El término “Antifa” proviene de la abreviatura de antifascista. A primera vista, podría parecer para la gente un movimiento legítimo, destinado a combatir dictaduras y totalitarismos. Sin embargo, en la práctica, Antifa es un conglomerado internacional de grupos radicales de extrema izquierda que, lejos de defender la libertad, han convertido la etiqueta “antifascista” en un pretexto para imponer su propia visión demente y totalitaria de la sociedad.
No se trata de una organización jerarquizada con líderes visibles, sino de una red difusa de colectivos, asociaciones, grupos callejeros y plataformas digitales. Su coordinación es informal, pero su estrategia es clara: atacar los fundamentos culturales, políticos y sociales de Occidente. Estética anárquica, simbología negra y roja, violencia callejera, presión mediática y digital: ésas son sus señas de identidad.

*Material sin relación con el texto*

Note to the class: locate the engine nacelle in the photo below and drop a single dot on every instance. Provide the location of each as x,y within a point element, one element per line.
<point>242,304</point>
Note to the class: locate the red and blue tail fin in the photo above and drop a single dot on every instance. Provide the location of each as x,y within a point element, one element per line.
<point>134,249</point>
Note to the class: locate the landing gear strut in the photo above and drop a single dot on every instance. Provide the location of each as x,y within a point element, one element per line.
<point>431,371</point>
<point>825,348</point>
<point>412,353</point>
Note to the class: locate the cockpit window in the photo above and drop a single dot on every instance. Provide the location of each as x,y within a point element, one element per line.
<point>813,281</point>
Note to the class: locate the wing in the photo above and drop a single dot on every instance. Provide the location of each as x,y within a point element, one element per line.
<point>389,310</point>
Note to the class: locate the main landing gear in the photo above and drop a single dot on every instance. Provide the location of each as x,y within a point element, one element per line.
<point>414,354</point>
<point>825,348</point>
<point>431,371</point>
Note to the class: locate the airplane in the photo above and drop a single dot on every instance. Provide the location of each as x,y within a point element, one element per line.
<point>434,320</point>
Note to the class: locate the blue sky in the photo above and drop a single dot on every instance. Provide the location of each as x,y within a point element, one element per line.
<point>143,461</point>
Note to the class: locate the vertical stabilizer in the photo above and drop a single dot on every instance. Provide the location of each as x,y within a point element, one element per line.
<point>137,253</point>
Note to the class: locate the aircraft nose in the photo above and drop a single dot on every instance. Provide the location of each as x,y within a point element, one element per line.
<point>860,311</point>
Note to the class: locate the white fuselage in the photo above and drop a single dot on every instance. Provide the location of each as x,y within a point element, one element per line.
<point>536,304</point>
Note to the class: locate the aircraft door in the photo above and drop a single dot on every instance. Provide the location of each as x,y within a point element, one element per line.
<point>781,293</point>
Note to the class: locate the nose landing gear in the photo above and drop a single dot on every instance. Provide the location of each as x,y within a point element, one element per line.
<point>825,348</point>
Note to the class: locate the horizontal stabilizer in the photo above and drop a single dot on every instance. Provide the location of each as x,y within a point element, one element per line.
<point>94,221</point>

La gran paradoja es que, proclamándose “antifascistas”, reproducen las prácticas más tiránicas. Amparados en un supuesto monopolio de la moral, consideran “fascista” a todo aquel que no comparte sus dogmas. No buscan convencer, sino cancelar, silenciar y destruir. Su método consiste en sembrar miedo, justificar la violencia y legitimar el crimen contra quienes se atrevan a disentir.
Hoy, Antifa no actúa en solitario. Es una herramienta política puesta al servicio de la izquierda internacional, sometida a la doctrina Woke y a la Agenda 2030. Y su expansión se ve facilitada por la debilidad de la derecha liberal, que en lugar de plantar cara, prefiere acomodarse y mirar hacia otro lado.
El “movimiento antifascista”, promovido por la izquierda global, ha dejado de ser una protesta marginal para convertirse en un corrosivo que penetra las instituciones, los medios y la cultura. Al amparo de un falso discurso de igualdad y justicia social, se normaliza la censura, la persecución ideológica y la violencia política.
La izquierda, en su estrategia, siempre juega la misma carta: llamar “fascista” a todo aquel que se atreva a cuestionar sus ideas irracionales. De ese modo, deslegitima de antemano cualquier disidencia. No importa si se trata de un periodista, un profesor, un político o un ciudadano común: quien no repite el dogma es señalado, marginado y convertido en blanco de ataques.
La llamada “cultura de la cancelación” es la versión moderna de la hoguera inquisitorial. En nombre de la tolerancia, imponen censura. En nombre de la diversidad, prohíben la pluralidad de pensamiento. Y en nombre del antifascismo, aplican los métodos del totalitarismo más feroz.
El problema se agrava porque la derecha liberal, en lugar de defender los principios de libertad y civilización occidental, se pliega con cobardía. Acepta el marco ideológico de la izquierda, normaliza su lenguaje y renuncia a plantar batalla cultural. Esa complicidad silenciosa permite que la marea avance y que Occidente se descomponga desde dentro.
La consecuencia es clara: una sociedad occidental corroída, en la que los ciudadanos libres viven bajo la amenaza permanente de ser cancelados, señalados o incluso agredidos. Un mundo en el que los valores que cimentaron nuestras democracias —la libertad de expresión, la pluralidad de ideas y el respeto al disenso— se ven sustituidos por un clima de miedo y sumisión.
El verdadero peligro no es que existan grupos radicales como Antifa, sino que se les permita crecer y actuar impunemente, con el beneplácito de gobiernos, medios de comunicación y élites globalistas que necesitan de la división para consolidar su poder. Mientras tanto, las víctimas son siempre las mismas: los ciudadanos corrientes que se niegan a aceptar estas demoníacas barbaridades.